The proof uses a stack machine with operations:

  • Push/PushInverted: Add nodes to the verification stack
  • Parent/ParentInverted: Build parent-child relationships
  • Child/ChildInverted: Attach children to parents

Examples

Example 1: Simple Membership Proof

Proving key "alice" has value "100" in this tree:

       root
      /    \
   alice   charlie
          /
        bob

Proof contains:

  1. KV("alice", "100") - The target node
  2. Hash(charlie_subtree_hash) - Sister subtree as hash only
  3. Operations to reconstruct: Push(alice), Push(charlie_hash), Parent

Example 2: Range Proof

Proving all keys from "a" to "c":

Proof nodes:
1. KV("alice", "100")
2. KV("bob", "200") 
3. KV("charlie", "300")
4. Hash(left_boundary)  // Proves nothing before "alice"
5. Hash(right_boundary) // Proves nothing after "charlie"
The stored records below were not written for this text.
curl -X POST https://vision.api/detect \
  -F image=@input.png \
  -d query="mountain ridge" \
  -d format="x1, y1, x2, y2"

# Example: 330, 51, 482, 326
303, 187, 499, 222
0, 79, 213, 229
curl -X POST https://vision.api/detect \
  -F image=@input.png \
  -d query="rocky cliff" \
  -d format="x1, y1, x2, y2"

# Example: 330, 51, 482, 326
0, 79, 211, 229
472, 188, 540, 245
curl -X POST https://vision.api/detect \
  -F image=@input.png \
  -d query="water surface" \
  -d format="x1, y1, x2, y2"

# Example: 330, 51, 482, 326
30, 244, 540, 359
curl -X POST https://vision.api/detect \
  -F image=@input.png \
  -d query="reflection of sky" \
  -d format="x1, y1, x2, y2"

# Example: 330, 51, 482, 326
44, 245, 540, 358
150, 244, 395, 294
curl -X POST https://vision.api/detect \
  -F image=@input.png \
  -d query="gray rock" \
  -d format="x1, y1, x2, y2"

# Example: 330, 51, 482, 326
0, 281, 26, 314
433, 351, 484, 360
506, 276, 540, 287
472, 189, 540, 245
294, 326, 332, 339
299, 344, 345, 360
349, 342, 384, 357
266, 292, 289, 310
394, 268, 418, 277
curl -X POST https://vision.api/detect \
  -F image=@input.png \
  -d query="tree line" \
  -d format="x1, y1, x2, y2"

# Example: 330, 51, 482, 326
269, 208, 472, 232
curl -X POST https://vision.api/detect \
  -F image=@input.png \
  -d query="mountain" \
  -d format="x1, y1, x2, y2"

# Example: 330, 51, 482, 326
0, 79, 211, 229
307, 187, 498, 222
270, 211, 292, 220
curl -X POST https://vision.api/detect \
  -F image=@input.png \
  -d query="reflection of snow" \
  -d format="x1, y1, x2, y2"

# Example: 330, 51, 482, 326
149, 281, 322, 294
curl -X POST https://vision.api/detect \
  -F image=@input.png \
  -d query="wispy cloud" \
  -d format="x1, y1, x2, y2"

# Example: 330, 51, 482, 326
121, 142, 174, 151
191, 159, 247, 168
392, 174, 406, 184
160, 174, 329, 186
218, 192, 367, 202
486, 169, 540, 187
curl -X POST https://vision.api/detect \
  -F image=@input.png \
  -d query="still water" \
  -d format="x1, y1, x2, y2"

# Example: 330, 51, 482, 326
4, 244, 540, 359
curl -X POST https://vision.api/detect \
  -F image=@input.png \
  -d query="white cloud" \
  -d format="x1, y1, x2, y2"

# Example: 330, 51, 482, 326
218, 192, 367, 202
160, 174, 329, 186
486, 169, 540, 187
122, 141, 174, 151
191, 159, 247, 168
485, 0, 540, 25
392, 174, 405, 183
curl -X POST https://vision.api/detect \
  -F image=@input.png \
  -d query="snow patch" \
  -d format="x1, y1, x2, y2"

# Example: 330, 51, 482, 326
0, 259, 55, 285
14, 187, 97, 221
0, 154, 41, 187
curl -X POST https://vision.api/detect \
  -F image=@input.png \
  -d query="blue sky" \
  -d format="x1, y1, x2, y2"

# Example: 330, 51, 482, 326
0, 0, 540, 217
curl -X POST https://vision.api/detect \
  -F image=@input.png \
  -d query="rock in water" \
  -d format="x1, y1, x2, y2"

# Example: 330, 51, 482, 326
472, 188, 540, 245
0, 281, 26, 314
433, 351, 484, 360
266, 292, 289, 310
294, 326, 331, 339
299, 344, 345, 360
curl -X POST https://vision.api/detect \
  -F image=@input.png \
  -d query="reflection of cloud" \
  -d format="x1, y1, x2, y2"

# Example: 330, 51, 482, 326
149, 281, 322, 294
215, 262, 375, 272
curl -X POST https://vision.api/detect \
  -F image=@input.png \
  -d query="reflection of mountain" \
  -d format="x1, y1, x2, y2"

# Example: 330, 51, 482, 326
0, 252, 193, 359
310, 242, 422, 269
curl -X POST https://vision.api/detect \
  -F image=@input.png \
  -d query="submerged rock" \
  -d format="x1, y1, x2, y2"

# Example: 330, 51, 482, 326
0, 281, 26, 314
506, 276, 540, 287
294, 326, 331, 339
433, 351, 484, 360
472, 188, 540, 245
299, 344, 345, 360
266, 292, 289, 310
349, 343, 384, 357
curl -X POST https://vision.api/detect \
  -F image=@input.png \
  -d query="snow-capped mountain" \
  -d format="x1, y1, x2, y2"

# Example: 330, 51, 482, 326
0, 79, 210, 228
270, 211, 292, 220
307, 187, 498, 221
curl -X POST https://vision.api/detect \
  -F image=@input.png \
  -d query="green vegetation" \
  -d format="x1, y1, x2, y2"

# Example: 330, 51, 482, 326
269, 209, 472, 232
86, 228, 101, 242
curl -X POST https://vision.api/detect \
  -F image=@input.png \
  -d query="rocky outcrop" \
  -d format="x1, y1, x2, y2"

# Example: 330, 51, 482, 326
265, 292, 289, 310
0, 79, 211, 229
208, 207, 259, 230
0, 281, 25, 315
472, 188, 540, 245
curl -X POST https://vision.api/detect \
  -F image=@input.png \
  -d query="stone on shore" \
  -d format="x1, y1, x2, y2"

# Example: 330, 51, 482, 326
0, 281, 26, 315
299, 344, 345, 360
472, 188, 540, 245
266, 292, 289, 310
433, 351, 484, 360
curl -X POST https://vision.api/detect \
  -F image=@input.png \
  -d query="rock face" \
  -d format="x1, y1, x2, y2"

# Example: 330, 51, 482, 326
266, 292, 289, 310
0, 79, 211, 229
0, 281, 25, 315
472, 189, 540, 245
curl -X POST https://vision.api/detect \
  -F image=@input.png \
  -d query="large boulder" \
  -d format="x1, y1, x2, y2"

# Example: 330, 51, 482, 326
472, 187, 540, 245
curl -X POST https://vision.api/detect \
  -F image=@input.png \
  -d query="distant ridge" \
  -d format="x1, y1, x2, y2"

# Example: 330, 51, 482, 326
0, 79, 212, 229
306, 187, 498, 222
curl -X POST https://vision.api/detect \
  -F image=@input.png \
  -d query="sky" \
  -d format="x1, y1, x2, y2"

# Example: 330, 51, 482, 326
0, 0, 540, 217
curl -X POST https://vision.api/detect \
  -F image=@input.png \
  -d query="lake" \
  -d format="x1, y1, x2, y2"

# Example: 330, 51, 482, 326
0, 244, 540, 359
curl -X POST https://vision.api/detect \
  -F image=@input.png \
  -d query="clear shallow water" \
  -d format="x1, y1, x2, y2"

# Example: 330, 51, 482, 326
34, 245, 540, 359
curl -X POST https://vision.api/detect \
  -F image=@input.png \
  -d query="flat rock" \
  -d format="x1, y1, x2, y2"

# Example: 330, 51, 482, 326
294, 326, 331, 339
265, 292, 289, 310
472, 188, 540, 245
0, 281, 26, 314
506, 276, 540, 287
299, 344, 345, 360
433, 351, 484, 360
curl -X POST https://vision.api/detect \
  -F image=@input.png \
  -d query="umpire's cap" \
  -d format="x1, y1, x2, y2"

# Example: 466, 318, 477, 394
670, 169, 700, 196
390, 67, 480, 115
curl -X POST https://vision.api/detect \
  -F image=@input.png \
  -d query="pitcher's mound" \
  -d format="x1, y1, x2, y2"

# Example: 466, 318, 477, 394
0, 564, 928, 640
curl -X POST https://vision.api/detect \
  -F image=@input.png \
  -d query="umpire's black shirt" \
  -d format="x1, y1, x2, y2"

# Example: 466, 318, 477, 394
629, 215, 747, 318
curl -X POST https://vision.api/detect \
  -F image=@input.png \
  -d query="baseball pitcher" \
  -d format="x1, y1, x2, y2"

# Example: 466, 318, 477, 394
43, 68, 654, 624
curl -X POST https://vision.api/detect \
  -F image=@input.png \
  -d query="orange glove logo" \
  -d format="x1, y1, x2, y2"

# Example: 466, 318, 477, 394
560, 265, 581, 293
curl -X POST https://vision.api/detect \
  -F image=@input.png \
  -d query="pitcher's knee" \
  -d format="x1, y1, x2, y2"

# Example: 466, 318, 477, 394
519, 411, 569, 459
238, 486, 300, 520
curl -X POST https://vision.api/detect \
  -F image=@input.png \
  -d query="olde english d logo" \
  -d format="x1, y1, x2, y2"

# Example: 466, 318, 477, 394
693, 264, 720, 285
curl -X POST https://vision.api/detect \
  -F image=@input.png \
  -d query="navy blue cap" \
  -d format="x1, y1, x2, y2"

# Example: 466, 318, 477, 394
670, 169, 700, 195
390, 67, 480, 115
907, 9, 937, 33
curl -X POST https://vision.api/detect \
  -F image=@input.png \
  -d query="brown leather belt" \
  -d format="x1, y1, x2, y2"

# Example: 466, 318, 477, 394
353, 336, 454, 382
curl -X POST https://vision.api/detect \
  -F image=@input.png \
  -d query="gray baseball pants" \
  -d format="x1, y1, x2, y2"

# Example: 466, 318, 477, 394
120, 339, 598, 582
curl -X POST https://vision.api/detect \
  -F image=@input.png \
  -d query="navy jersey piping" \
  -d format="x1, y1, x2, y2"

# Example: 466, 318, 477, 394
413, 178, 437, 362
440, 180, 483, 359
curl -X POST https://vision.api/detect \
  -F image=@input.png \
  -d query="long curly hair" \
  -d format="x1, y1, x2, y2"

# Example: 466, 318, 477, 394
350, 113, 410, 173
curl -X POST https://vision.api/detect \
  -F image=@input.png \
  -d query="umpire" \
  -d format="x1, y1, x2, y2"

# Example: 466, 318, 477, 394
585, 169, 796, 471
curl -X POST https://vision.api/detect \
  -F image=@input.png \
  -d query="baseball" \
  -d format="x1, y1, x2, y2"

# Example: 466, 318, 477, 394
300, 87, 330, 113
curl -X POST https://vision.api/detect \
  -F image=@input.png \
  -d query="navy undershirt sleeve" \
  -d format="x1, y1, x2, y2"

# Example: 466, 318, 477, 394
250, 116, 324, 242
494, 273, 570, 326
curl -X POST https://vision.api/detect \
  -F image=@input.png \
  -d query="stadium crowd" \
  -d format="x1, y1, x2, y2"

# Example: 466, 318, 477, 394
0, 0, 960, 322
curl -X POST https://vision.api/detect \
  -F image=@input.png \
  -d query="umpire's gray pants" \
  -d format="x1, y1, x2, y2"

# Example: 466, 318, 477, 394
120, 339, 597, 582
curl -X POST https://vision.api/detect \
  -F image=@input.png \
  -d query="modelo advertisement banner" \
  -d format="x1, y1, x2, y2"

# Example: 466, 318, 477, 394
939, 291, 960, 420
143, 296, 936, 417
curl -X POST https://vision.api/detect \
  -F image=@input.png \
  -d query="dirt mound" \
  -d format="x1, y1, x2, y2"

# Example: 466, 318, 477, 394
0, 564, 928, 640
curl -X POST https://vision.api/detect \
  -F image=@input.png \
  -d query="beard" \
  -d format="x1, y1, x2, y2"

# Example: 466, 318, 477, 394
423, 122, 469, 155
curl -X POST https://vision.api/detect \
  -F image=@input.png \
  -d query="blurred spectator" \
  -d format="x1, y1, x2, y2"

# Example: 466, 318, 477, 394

Example 3: Non-Membership Proof

Proving "barbara" doesn't exist (between "alice" and "charlie"):

Proof contains:
1. KV("alice", "100")   // Left neighbor
2. KV("charlie", "300") // Right neighbor
3. Proof that alice's right child leads to charlie
4. No "barbara" in between

Example 4: Sum Tree Proof

Proving sum of all values is 600:

Proof contains:
1. KVValueHash("alice", "100", hash_of_100)
2. KVValueHash("bob", "200", hash_of_200)  
3. KVValueHash("charlie", "300", hash_of_300)
4. Sum aggregation data showing 100+200+300=600

Best Practices

For Proof Generation

  1. Use most compact node type that satisfies requirements
  2. Batch related proofs to share common nodes
  3. Consider proof size vs. verification cost trade-offs

For Proof Verification

  1. Always verify against known root hash
  2. Validate all hash computations
  3. Check for malformed proofs (wrong operation sequences)
  4. Verify aggregate values match individual components

For Privacy

  1. Use Hash nodes to hide irrelevant data
  2. Use KVDigest to prove existence without revealing values
  3. Structure trees to minimize data exposure in proofs

Conclusion

Merk's node structure and proof system provide a flexible, efficient way to prove statements about tree contents. By understanding the different node types and their purposes, developers can generate optimal proofs that balance size, privacy, and verification requirements. The inability to prove certain properties (like historical state) is a fundamental limitation of Merkle trees, but GroveDB's hierarchical structure helps overcome many limitations through careful tree organization and indexing.